LA SHARES is a win-win proposition all the way around.  Businesses don't have to deal with bulk trash fees, and can gain a tax write off.  The City of Los Angeles has less trash going to its landfills.  And teachers and non-profit administrators have access to quality materials.  While LA SHARES says it accepts new and used items, 99% of what I saw in its Griffith Park Reuse Center looked new to me--and many of those items are expensive at art supply stores and office superstores.  The teachers with whom I spoke on Wednesday were wide-eyed, beaming, and thrilled.  With budget cuts hammering the schools, teachers often pay for supplies out of their own pockets--yet many of them don't quite spend enough to get any tax break from the IRS.  They kept telling me, "I'm amazed," "This is overwhelming," "I didn't expect this," "How come I didn't know about this."  They followed the simple rules:  respect the maximum amount of each item that can be taken, list them on a clipboard so LA SHARES' staff can manage its inventory, and write a thank you note to the donors.  Teachers could take as much as they want . . . and as the minutes passed, the piles outside kept mounting.

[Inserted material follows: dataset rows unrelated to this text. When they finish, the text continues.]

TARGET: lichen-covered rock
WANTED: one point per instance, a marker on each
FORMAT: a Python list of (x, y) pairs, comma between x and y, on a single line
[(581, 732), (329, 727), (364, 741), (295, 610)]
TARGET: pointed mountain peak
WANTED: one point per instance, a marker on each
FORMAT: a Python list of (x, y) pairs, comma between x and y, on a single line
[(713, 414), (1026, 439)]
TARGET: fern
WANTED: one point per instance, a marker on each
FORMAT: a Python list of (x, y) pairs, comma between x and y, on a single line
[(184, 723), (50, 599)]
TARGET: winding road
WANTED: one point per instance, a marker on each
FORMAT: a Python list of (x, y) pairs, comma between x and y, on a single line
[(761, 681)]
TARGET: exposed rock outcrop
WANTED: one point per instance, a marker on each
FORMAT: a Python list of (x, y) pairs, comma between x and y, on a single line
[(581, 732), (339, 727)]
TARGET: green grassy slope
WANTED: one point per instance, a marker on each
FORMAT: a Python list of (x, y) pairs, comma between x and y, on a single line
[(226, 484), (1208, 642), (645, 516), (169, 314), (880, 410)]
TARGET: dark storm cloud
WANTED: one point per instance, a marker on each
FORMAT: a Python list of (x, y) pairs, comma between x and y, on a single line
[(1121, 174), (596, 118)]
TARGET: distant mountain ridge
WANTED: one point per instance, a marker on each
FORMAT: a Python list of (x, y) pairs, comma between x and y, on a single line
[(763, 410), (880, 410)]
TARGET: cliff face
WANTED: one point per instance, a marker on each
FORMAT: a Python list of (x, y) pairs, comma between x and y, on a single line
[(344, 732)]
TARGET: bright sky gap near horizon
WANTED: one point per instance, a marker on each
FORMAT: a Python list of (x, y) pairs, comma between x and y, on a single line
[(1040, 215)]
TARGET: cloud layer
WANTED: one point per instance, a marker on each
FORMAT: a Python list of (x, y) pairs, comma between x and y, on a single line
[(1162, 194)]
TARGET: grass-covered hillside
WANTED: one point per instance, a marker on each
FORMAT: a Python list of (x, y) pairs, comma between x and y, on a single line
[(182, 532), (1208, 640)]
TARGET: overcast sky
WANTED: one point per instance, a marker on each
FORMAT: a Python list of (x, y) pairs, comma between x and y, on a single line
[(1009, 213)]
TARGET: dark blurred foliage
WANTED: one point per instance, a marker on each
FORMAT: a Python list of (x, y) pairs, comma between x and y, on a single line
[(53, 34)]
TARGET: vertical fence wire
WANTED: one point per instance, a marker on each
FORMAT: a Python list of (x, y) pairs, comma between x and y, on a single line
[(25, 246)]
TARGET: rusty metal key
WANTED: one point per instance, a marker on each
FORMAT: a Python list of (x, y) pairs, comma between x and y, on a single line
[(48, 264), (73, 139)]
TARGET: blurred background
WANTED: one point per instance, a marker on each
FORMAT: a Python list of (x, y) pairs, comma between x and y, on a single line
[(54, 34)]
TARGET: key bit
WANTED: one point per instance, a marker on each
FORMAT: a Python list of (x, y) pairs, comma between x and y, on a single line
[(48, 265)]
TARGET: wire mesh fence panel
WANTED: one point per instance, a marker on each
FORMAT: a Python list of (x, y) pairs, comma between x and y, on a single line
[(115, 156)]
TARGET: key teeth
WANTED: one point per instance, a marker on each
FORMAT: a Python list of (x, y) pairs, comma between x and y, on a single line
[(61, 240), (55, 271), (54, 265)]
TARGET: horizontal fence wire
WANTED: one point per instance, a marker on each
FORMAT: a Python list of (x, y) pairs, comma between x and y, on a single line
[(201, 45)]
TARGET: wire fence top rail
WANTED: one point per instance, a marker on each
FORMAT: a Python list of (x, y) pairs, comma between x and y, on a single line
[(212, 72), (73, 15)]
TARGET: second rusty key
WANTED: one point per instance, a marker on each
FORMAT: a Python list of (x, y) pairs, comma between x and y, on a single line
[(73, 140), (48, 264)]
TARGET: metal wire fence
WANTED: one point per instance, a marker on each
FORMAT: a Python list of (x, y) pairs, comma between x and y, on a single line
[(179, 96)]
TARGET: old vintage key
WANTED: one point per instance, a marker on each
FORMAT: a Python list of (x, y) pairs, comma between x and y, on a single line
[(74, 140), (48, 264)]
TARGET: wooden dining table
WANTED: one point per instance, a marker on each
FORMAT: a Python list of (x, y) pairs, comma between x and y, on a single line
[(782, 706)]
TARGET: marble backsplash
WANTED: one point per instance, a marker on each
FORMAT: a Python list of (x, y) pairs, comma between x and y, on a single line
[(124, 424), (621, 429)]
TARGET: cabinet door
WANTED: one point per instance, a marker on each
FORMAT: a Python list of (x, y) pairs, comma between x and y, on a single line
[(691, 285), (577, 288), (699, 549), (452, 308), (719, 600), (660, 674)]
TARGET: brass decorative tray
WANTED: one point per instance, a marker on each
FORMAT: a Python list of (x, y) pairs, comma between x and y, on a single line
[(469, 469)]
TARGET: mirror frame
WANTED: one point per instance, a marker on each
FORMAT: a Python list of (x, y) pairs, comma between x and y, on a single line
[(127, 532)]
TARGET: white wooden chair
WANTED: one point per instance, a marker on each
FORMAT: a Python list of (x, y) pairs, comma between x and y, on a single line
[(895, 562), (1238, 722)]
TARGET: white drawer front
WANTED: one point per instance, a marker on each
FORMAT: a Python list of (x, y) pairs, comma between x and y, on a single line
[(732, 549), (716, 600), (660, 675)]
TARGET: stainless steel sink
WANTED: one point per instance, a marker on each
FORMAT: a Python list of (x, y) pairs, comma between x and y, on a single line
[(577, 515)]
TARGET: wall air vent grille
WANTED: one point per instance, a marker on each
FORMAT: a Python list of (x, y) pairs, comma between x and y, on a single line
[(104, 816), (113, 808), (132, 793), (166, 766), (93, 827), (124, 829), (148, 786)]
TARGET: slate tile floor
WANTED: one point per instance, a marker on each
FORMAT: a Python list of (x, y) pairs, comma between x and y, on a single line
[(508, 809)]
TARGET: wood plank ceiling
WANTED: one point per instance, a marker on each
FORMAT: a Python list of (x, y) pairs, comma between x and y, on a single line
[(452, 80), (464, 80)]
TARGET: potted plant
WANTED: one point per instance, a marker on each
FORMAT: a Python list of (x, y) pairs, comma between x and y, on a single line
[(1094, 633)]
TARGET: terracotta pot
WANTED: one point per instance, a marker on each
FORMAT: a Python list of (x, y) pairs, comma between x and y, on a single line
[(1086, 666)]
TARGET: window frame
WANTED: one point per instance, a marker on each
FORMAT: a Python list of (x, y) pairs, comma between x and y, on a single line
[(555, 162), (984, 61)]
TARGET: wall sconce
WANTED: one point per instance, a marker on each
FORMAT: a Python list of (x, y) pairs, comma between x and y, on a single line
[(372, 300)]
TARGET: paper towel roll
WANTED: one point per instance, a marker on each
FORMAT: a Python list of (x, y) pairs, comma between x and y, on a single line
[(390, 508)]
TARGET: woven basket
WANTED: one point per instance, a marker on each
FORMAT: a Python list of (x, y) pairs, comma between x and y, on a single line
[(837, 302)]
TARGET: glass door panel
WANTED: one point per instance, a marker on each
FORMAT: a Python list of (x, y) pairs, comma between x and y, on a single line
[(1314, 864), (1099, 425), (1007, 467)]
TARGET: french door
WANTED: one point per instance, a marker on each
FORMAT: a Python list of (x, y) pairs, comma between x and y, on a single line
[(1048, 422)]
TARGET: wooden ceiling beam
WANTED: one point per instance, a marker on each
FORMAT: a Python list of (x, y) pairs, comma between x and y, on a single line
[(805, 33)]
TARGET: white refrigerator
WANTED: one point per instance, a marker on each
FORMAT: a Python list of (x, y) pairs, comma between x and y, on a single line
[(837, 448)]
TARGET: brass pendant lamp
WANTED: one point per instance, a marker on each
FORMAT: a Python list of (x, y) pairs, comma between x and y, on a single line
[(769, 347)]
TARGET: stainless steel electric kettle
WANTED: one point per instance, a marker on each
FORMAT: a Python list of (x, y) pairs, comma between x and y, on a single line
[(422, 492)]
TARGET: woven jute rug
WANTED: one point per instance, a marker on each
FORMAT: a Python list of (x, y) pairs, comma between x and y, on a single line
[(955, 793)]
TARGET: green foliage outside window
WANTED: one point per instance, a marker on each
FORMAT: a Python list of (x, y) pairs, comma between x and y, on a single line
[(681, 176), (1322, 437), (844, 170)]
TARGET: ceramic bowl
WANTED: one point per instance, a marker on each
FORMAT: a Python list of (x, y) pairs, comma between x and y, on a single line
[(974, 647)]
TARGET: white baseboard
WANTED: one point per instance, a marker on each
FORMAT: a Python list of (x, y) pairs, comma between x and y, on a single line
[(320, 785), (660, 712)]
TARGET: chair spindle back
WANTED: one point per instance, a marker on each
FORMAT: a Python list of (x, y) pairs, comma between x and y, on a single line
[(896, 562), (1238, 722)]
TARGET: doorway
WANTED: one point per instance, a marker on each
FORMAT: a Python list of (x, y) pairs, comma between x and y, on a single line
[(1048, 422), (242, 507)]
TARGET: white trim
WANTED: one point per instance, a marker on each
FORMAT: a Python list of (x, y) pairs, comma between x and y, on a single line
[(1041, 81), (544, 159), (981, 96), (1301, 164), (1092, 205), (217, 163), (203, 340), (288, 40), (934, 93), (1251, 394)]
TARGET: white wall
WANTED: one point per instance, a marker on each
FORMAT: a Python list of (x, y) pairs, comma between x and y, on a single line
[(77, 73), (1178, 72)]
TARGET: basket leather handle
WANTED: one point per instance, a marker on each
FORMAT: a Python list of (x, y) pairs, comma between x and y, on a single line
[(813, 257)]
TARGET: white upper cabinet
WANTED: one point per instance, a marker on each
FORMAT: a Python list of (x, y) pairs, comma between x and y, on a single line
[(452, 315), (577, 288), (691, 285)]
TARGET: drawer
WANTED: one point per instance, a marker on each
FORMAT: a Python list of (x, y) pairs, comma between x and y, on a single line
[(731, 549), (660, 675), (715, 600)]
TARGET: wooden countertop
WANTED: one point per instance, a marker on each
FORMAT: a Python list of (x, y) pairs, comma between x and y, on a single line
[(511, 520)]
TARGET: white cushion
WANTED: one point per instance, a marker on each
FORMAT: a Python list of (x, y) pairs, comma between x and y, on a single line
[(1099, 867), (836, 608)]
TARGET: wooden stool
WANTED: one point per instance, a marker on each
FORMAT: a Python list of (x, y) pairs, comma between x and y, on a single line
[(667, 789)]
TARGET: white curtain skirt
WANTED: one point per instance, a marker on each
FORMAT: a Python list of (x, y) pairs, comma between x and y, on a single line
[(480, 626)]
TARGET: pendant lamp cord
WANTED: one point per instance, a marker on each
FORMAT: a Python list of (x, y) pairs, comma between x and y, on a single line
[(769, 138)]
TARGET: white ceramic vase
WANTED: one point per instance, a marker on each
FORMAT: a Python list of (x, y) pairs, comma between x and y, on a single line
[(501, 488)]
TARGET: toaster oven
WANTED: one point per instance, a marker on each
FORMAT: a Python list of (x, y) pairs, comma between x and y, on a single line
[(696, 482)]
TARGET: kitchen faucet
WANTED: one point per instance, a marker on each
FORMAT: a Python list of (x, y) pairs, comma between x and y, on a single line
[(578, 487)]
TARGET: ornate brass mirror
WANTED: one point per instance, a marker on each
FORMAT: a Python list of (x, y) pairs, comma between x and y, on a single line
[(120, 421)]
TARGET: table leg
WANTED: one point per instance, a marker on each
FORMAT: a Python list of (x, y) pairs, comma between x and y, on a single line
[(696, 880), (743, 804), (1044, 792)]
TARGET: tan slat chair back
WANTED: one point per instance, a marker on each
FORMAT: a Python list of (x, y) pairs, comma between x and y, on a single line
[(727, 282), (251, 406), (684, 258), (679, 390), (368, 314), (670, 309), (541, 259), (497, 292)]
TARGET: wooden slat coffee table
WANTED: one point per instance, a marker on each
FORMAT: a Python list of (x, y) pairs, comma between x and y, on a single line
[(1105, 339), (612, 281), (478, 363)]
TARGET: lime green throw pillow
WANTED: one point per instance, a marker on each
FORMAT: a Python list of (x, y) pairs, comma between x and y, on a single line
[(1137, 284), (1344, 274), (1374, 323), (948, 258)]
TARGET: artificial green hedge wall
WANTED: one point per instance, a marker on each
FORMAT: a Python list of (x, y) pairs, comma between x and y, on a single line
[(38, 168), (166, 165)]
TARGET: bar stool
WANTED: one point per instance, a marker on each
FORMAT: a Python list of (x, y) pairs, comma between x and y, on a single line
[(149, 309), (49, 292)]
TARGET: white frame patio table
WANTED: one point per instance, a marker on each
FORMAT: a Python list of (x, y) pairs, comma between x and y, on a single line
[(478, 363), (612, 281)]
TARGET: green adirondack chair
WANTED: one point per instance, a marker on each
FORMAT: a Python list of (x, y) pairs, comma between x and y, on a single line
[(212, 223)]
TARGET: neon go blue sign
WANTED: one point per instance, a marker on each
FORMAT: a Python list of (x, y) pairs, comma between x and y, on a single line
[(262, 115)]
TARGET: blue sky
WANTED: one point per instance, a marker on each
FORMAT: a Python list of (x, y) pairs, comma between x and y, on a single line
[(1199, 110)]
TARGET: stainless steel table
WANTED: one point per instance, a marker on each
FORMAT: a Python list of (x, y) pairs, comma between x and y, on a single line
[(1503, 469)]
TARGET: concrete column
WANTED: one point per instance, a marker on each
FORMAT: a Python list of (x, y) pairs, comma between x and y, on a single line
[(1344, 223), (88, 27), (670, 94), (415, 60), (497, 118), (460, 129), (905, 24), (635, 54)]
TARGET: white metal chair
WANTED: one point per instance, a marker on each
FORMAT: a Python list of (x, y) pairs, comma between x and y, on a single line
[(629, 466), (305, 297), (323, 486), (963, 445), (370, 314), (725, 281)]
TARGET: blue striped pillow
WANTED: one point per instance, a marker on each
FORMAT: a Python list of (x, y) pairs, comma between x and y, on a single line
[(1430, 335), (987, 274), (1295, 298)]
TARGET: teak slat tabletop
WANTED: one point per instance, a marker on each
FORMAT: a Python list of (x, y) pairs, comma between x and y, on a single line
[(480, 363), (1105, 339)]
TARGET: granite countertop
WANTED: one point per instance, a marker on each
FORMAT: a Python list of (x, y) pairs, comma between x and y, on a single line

Bert Ball, LA SHARES' Executive Director, sowed the roots of LA SHARES in 1991.  Appalled at the waste that movie sets generated, he believed that there had to be a way of salvaging all these materials, reducing waste while giving the studios a tax deduction.  Ball's idea then spread to local businesses, and partnering with the City of LA, LA SHARES prevents millions of pounds of materials from ending up in landfills, has supplied over 2500 organizations with $80 million worth of supplies, and received inventory from 1000 companies.  Ball and La Shan Branham, LA SHARES' meticulous Chief of Staff, keep LA SHARES humming with its dispensing of supplies year round, rotating the opportunities among Los Angeles' 15 city council districts. Learn how your company can donate to LA SHARES.  The site also has a great commercial you can view as well!

As far as we know there is no other city that has a program that can match LA's scope.  If you know of one, we'd love to hear about it.